El higienista dental cuida de tu sonrisa en los centros de salud

Por Ana Belén Montero y Angélica Llorente, higienistas dentales CS Buenos Aires

Cuando pensamos en la salud bucodental, solemos imaginar revisiones puntuales o tratamientos concretos. Sin embargo, en los centros de salud hay un profesional esencial que trabaja cada día para prevenir problemas antes de que aparezcan: el higienista dental.

Su labor, muchas veces discreta, es clave para mejorar la salud de la población y reducir enfermedades comunes como la caries o la enfermedad periodontal.

El higienista dental es especialista en prevención y educación sanitaria. Realiza limpiezas, aplica flúor y selladores, detecta de forma precoz lesiones dentales y enseña técnicas adecuadas de higiene oral. Además, participa en campañas de salud pública y actividades educativas en colegios y centros comunitarios, acercando la prevención a todas las edades.

La infancia es uno de sus principales ámbitos de actuación. Desde los primeros años, el higienista dental ayuda a establecer hábitos que acompañarán a los menores durante toda su vida. Las revisiones periódicas, el control del riesgo de caries y la educación a las familias permiten reducir de forma significativa los problemas dentales infantiles.
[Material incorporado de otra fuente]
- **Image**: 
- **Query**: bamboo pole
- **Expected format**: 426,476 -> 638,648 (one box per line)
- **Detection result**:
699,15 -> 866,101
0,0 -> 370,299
También se identifican alteraciones del esmalte, como la hipomineralización incisivo-molar, que requieren seguimiento y cuidados específicos.
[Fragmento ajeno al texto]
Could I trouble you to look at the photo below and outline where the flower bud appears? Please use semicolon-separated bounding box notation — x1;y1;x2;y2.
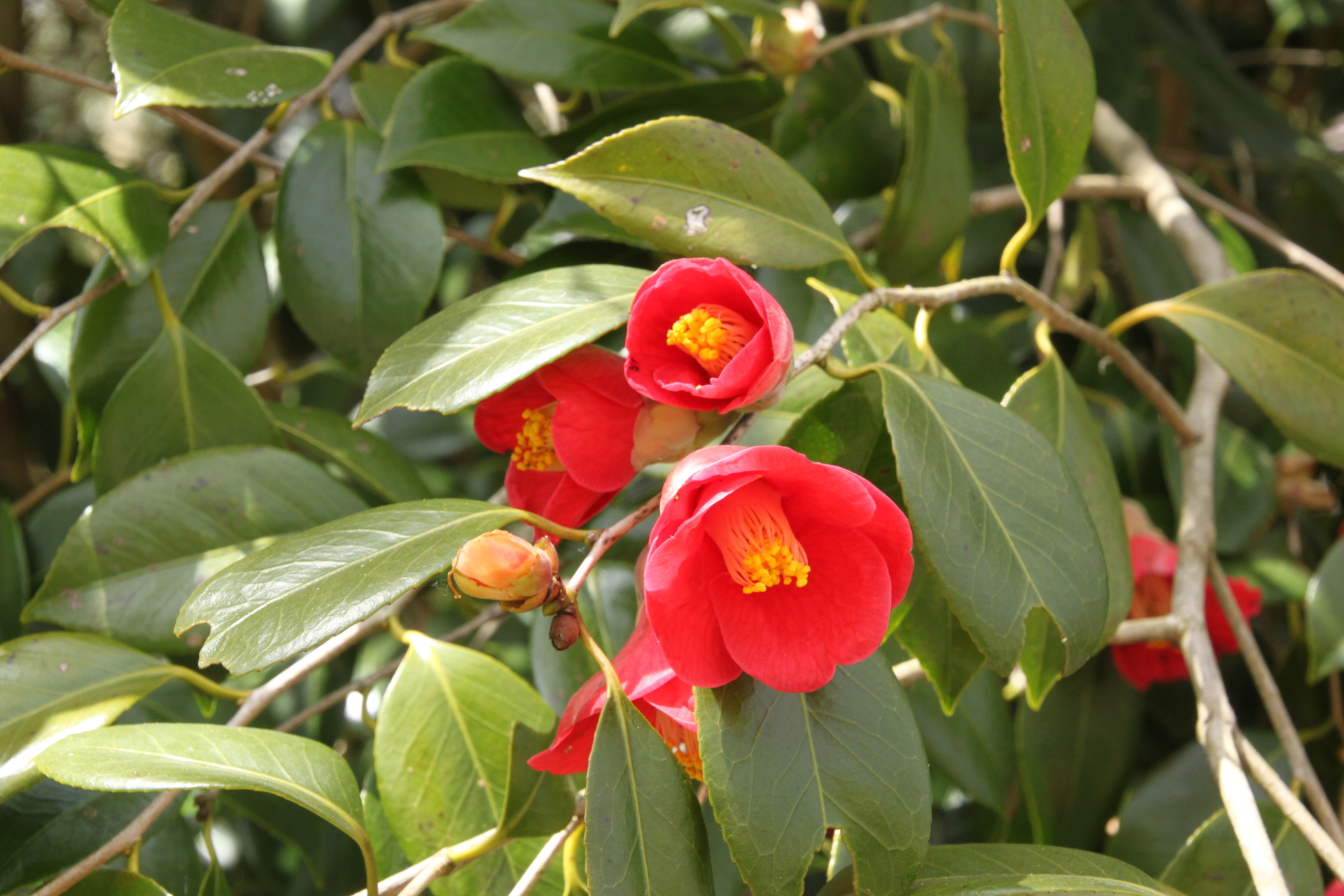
751;0;827;78
449;529;561;612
En la edad adulta, la salud oral cobra especial importancia por su relación con enfermedades sistémicas como la diabetes, las patologías cardiovasculares o las enfermedades autoinmunes. Mantener una boca sana no solo mejora la calidad de vida, sino que contribuye al mejor control de estas enfermedades.
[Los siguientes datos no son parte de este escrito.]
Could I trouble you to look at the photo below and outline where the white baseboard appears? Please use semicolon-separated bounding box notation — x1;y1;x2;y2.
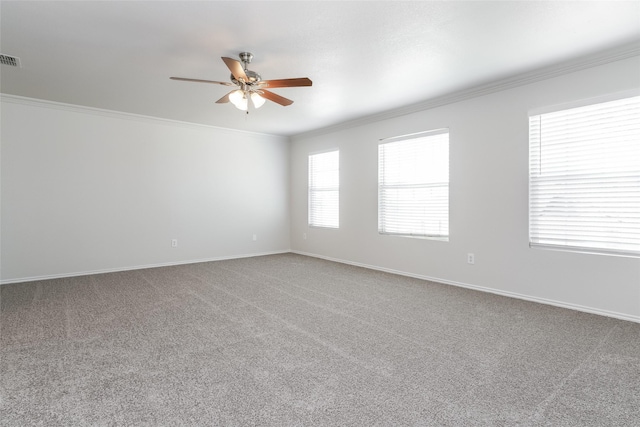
291;250;640;323
0;250;291;285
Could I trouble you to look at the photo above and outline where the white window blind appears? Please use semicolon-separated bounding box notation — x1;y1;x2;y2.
309;151;340;228
529;96;640;256
378;129;449;240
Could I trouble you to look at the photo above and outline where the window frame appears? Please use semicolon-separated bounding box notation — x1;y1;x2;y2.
378;128;451;242
307;148;340;229
527;90;640;258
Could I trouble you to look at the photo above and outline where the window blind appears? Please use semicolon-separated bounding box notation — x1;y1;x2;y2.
529;96;640;256
309;151;340;228
378;129;449;239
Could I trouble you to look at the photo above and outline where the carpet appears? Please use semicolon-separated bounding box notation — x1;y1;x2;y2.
0;254;640;426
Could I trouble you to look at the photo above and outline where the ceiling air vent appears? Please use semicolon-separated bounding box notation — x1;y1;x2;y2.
0;53;20;67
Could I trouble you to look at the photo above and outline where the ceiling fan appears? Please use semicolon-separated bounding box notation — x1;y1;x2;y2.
170;52;312;112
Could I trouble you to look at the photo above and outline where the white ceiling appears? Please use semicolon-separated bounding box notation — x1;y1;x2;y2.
0;0;640;135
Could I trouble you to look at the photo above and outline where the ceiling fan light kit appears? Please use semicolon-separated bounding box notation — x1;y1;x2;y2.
170;52;313;113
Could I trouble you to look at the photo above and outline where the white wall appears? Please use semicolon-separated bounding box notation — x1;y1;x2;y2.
0;96;290;283
291;57;640;321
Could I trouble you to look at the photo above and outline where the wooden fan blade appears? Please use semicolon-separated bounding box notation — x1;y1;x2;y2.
216;90;234;104
222;56;249;82
169;77;235;86
259;77;313;87
259;89;293;107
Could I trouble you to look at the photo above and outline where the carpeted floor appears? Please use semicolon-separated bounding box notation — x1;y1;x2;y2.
0;254;640;426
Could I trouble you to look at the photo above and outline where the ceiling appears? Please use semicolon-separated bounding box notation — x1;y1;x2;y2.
0;0;640;135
En pacientes oncológicos de cabeza y cuello, el tratamiento del cáncer (quimioterapia y radioterapia) puede causar muchas alteraciones a nivel de la cavidad oral tales como mucositis, xerostomía, infecciones oportunistas, caries rampante o alteraciones del gusto.

Signos de alerta

El higienista dental refuerza la higiene, detecta signos de alerta y acompaña al paciente en la prevención diaria.

Durante el embarazo, los cambios hormonales aumentan el riesgo de inflamación de las encías y caries. En esta etapa, el consejo profesional resulta fundamental, ya que cuidar la boca es también cuidar la salud del bebé. Tras el nacimiento, la prevención comienza incluso antes de que aparezcan los primeros dientes, mediante la limpieza de encías y la adquisición de hábitos saludables en el entorno familiar.

Y no podemos olvidarnos de la tercera edad. En esta etapa vital especialmente vulnerable, las medidas preventivas y hábitos que el higienista dental ayuda a integrar en la rutina de la vida diaria de los pacientes consiguen minimizar los efectos que el paso de los años produce a nivel oral.

En un contexto donde la salud bucodental sigue siendo una asignatura pendiente, el higienista dental demuestra que la prevención es la herramienta más eficaz.
Invertir unos minutos al día en higiene oral puede evitar complicaciones en el futuro.